Sura Hart ne diyor?
Dürüstlük,
öğrencilerimizin geliştirmesi "gereken" bir kişilik özelliği
olmaktansa evrensel bir ihtiyaçtır.
Genç
insanların bize karşı dürüst olanlarını bekliyorsak -gerçeği gördükleri gibi
konuşmaları- bu mesajı iletmenin en iyi yolu: onlarla dürüstçe konuşun ve
duyduğunuzu onaylamıyor veya beğenmiyor olsanız bile, onlar konuştuğunda
saygıyla dinleyin.
Söylediklerini
beğenmeseniz de, onaylamasanız da bir öğrencinin anlattıklarını dinleyebilir
misiniz? Eğer yapamıyorsanız bu becerinizi geliştirmeyi düşünün.
Ben ne düşünüyorum?
Dürüstlük,
saygı ve dinleme…Okuduğumda bu üçünü kol kola girmiş bir şekilde duydum.
Dinliyormuş gibi yapma, dinle ya da dinleme. İçeriğinin önemi yok, onaylıyormuş
ya da onaylamıyormuş gibi yapmana gerek yok, dinle, varlığını sun. Bu konuda kendine de, karşındakine de dürüst
ol.
Bununla
birlikte, çocuklarda neyin gelişmesini istiyorsan, bir bak bakalım sen de var
mı? Öğretme, ol; söyleme, yaşa.
Öğrenmenin çok acayip, gizli kalmış, açığa çıkarılmayı bekleyen bir formülü yok
bence. Hem çok basit, hem de ne zor.
Sura’nın
söylediklerinden başlıca çıkarımlarım bu oldu kendime.
Bu konular
üzerine epeydir düşünüyorum aslında. Bir kendimi gözden geçirdim. – Bu çeviriler,
bu günlükler en çok bu işe yarıyor.- Dinlediğim
kişinin söylediklerini beğenip beğenmeme mevzusu.

Yine meşhur
öğle aralarımızdan biri J O gün gelen yemek sayısı az, paylaşarak
yiyecekler. Çocuklardan biri yanıma doğru geldi, gelirken de paylaşmak istemediğini
ifade etmeye çalışıyor.
Bense
aslında hiçbir şey demedim.-zamanım da olmadı.-Ancak dün gibi hatırlıyorum,
gözlerim büyüdü çocuk gelirken, kaşlarım kalkıverdi. Bu durum tabii ki çocuklar
tarafından hemen fark edildi ve ‘’Ama paylaşmak çok güzel bir şey.’’, ‘’Ben hep
paylaşıyorum.’’, ‘’ Paylaşırsak çok iyi olur, değil mi öğretmenim?’’ cümleleri
ard arda geldi. Bu cümleler gelirken çocuğun sesi azalarak bitti.
Her şey çok
hızlı oldu gerçekten. Hem hemen sonrasında, hem de gün sonu çemberinde konuştuk
ama öncelikle bahsetmek istediğim bu hızın içinde öğrendiğim ve tekrar fark
ettiğim çok şey oldu, Sura’nın paylaşımı ile de paralel olan.

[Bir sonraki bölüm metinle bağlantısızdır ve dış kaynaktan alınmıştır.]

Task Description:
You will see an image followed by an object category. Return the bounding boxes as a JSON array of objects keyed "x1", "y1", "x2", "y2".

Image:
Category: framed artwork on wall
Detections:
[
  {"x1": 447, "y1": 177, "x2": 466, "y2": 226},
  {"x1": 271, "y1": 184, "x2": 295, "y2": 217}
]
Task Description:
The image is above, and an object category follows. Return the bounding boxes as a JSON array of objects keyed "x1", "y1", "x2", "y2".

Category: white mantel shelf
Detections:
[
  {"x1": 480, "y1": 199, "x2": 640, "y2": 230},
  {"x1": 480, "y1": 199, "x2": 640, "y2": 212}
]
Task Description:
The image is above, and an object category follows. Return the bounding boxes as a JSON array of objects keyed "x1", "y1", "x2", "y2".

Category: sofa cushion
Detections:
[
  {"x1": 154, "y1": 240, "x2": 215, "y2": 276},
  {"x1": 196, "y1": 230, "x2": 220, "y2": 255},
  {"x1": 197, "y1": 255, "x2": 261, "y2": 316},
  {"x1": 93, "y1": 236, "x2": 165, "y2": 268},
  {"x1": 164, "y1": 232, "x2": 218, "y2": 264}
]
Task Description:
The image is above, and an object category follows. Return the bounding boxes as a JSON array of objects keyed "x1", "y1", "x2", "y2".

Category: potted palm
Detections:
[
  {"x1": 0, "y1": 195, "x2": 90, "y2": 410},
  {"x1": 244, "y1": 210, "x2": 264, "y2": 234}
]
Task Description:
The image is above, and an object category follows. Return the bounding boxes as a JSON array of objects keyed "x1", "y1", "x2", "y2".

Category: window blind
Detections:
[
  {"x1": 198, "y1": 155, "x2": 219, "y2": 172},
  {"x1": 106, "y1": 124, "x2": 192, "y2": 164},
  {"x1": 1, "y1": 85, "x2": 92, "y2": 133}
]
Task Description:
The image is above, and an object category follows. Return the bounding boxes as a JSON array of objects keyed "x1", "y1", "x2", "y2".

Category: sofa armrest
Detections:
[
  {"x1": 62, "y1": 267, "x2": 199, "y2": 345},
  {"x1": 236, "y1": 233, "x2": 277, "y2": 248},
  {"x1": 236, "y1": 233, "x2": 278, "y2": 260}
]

- Sadece dinle, sonrasında kendi söyleyeceğinin hazırlığını yapmadan, merakla dinle.
- Tarafsız bir şekilde dinle. Onaylayıp onaylamadığını paylaşmak için çoğu zaman söze gerek yok. Bazen kaş-göz, bazen el-kol.
- Dinlediğin konuya katılmayabilirsin ve tabii ki bunu paylaşabilirsin. Dinledikten sonra, anladıktan sonra katılmadığını paylaşabilirsin ama onay verip vermemek otoriyeye giden yolun taşlarını döşüyor, buraya bir bak, üzerine düşün.
- Bu ‘küçük’ gibi görünen anların üzerine mercek tut, önemse. Kutuplaşmalar, yargılar gibi barışçıl bir topluluk olmanın önündeki zorlu engellerin, buralardan beslendiğini tekrar fark ettin, sık sık hatırlat kendine.
Bu hafta
akışım kendime aldığım notlar şeklinde oldu, o madde madde alt alta
yazdıklarım, defterimin fotoğrafı gibi.
Son yazdığım
ile ilgili kutlamamı ekleyerek bitireyim; iyi ki katılımcı ve barışçıl bir
birlikteliği inşa etmeye niyetli insanlarla birlikteyim, BBOM topluluğundayım,
Öğretmen Köyündenim. Bu birliktelik, çoğu zaman kendime hatırlatmaya bile gerek
kalmadan, büyütüp geliştiriyor beni, ne büyük güzellik!